クスノキ(クスノキ科)
生薬名"樟木(しょうぼく)"
生薬名"樟木(しょうぼく)"
■ 解説
佐賀県の県木であり、県花でもあるクスノキは、名前の由来が"クスリノキ"或いは"クサシ(臭いがする)"に由来するものといわれています。木そのものに特異な芳香の精油成分を含んでおり、これが害虫に対して抵抗力をもっているため、巨木に育つものが多く、木は乾留すると樟脳(しょうのう)ができます。

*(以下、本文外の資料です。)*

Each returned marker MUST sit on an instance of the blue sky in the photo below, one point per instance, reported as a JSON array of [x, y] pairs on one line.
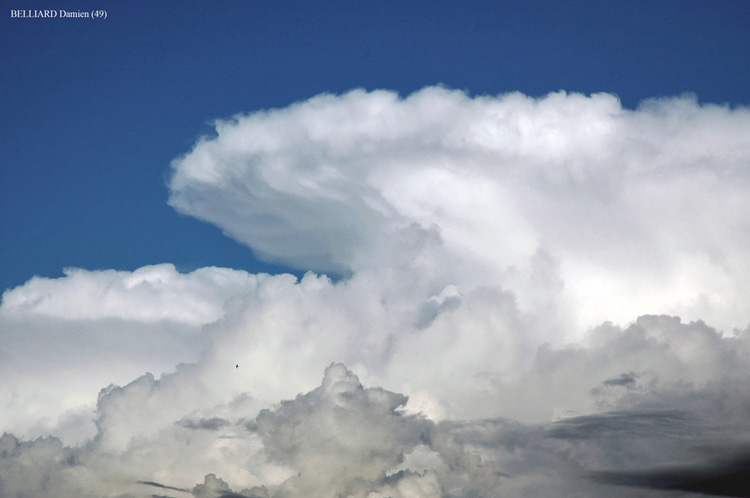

因みに全国の巨木ベスト10に佐賀県のクスノキ2本が入っています。
■ 形態
常緑の大高木になり、樹皮には縦に細かい割れ目があります。5~6月頃に新枝の葉のわきに円錐状に白黄色の小花をつけます。
■ 薬用途と用い方
木、枝、葉から取れる樟脳は、カンフルという成分を含む為、防虫剤のほかに医薬品の強心剤として用いられます。その他に局所刺激作用や防腐作用もあり、皮膚病の外用薬としても用いられます。又、跌打酒(しつだしゅ)というお酒は当帰60g、紅花30g、蜀椒30g、肉桂60g、樟脳15g、細辛15g、乾姜30gを混ぜて95%のアルコール2リットルに1週間浸漬したもので、打撲、捻挫などの内出血や疼痛などに外用します。又、腹部膨満、腹痛には水浸液か油浸液を温めて腹部にあてておくと、反射的に腹痛が軽減するようです。しかし、樟脳は人によっては内服によって食欲減退、嘔吐などの副作用を起こす事がありますので、妊婦の方の服用は禁忌となっています。